What is it that makes our winter events seem more community focused than our summer ones? In July and August, the banners are flying, everyone is in flippy skirts and pretty sandals, although I think Steve should shave his legs if he’s going to wear skirts that short! and everyone is looking their finest. The sun shines down from a bright blue sky, well, not usually but you get the picture, and the air is warm and beautifully fragranced with summer flowers. Hundreds gather, crowds throng and maybe you pick out a few faces you recognise amongst the visitors but in winter it’s so very different.
Typically it’s dark so we can ignore the looming clouds, it doesn’t matter what we wear because no one can see us, so we are spared Steve’s legs and we are all looking at the same thing – not usually Steve’s legs. In summer our eyes dart everywhere as there is so much to see. In winter we are all looking at the fireworks, or the bonfire, or the torchlight procession. We are all doing the same things standing alongside our neighbours, or our team mates or our friends.
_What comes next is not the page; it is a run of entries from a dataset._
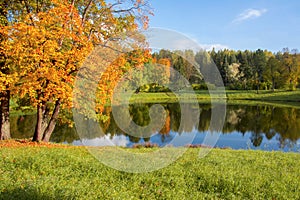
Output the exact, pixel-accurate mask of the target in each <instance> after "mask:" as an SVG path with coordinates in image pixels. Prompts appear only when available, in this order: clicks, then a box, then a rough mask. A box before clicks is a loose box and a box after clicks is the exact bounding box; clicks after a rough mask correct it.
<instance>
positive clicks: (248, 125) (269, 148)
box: [11, 103, 300, 152]
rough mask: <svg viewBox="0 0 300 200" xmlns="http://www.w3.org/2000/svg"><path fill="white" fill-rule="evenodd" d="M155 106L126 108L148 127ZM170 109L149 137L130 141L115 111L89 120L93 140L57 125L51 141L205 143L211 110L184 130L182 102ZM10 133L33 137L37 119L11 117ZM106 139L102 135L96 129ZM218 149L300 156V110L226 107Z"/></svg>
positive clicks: (85, 135) (88, 123) (206, 106)
mask: <svg viewBox="0 0 300 200" xmlns="http://www.w3.org/2000/svg"><path fill="white" fill-rule="evenodd" d="M152 105H153V104H133V105H130V106H129V108H128V107H124V108H125V109H127V110H129V113H130V115H131V117H132V119H133V121H134V122H135V123H136V124H137V125H139V126H144V127H146V126H147V125H149V123H150V117H149V109H150V107H151V106H152ZM161 105H162V106H163V108H164V109H165V111H166V112H165V113H166V120H165V123H164V125H163V127H162V128H161V129H160V130H159V131H153V132H150V133H149V134H148V135H147V136H145V135H143V134H140V136H139V134H135V136H131V135H129V134H128V133H126V132H125V131H122V130H121V129H120V128H119V126H118V125H117V124H116V122H115V121H114V119H113V116H112V114H111V112H110V111H111V108H107V110H106V113H107V115H109V116H110V118H109V120H107V121H106V122H105V123H96V122H90V121H86V124H84V125H83V126H84V127H85V128H86V129H87V130H88V131H87V132H88V133H89V134H88V135H81V139H80V137H79V136H78V134H77V133H76V129H75V128H69V127H68V126H66V125H64V126H57V127H56V129H55V131H54V133H53V135H52V137H51V141H52V142H58V143H70V144H74V145H83V143H84V144H85V145H91V146H108V145H117V146H126V147H131V146H133V145H136V144H143V143H145V142H150V143H155V144H157V145H159V146H165V145H168V144H169V143H170V142H171V141H172V140H173V139H174V138H175V137H179V139H180V141H182V142H177V143H176V144H175V145H174V146H185V145H187V144H186V142H185V141H187V140H190V141H192V142H191V143H192V144H194V145H198V144H202V143H203V139H204V138H205V137H206V135H207V134H210V131H209V130H210V122H211V115H212V106H211V105H210V104H200V105H199V107H200V116H199V117H198V118H199V121H198V122H196V121H195V120H193V119H195V118H197V117H194V116H193V115H192V114H191V115H189V118H190V119H186V120H187V121H188V122H190V123H187V124H185V126H184V127H183V128H180V120H181V111H180V105H179V104H177V103H172V104H161ZM11 120H12V122H11V126H12V127H11V128H12V133H13V135H12V136H13V137H15V138H25V137H32V133H33V131H34V126H35V124H34V122H35V115H27V116H12V117H11ZM95 127H97V128H100V127H101V129H102V130H103V132H104V134H100V133H98V132H97V130H98V129H97V128H95ZM219 133H220V134H219V139H218V140H217V143H216V145H215V146H216V147H220V148H232V149H261V150H269V151H271V150H281V151H295V152H300V109H296V108H288V107H275V106H269V105H255V106H246V105H227V109H226V116H225V123H224V126H223V129H222V130H221V131H220V132H219Z"/></svg>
So far this year we have come together to watch a beautiful fireworks display at St Austell Brewery, every year they generously invite all their neighbours and employees to come along and ooh and ahh. The following evening we went to an even more fabulous display and bonfire at the Lankelly Fowey Rugby grounds. Fund raising events like this one mean that we can add more bits of kit and start to save towards proper loos. Definitely something we mothers are looking forward to.
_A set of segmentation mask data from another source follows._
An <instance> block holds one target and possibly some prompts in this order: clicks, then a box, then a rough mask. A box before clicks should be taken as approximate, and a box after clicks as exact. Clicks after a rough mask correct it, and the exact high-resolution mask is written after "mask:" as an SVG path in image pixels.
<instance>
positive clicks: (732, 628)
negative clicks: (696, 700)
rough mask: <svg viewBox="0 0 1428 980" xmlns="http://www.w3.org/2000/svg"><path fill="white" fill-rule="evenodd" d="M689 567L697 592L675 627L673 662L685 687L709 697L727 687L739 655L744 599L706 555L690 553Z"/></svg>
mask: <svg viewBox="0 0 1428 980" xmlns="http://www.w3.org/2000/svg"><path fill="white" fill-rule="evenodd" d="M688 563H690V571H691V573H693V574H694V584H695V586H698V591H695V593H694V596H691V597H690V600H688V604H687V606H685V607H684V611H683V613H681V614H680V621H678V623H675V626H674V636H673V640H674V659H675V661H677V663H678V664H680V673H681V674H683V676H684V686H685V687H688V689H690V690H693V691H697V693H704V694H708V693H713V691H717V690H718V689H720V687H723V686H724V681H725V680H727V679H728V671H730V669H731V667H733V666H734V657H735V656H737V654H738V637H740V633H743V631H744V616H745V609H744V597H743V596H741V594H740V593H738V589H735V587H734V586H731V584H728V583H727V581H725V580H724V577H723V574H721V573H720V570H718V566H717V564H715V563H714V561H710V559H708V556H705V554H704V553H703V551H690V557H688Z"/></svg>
We have watched our children lead the Remembrance Day assembly as they struggle to come to terms with the fact that so many have died over the years only a few years older than themselves. A week later we watch them again raising money for Children in Need as they understand that suffering is not just a thing of the past or something remote. We were all a bit humbled when watching one of the videos, one of the children, let’s call him Jack, turned round and asked his teacher what the name of the boy in the film was. No one could answer, we had all been focusing on the child’s problems whereas Jack had instantly focused on the child himself. From time to time we may get “compassion fatigue” children never do. They cut straight to the heart of it, they don’t care about the politics, the social situations, the blame game. They just see that a child like them, a child who could be their mate, is in trouble.
We have also been wowed by the lantern displays in Truro but thrilled to see just how great St. Austell’s was. This is the rebirth of something very fresh and optimistic and long may it continue. Looking ahead we have the carol services and the Christmas lights to enjoy, when communities again come together in the darkness to celebrate. It always seems a shame that January and February seem to be devoid of these occasions, by then the long months of darkness and rain have begun to take their toll and we need something to keep our flagging spirits going. In the meantime though I’m going to make the most of all the up coming events and make merry with the wassail and the egg nog.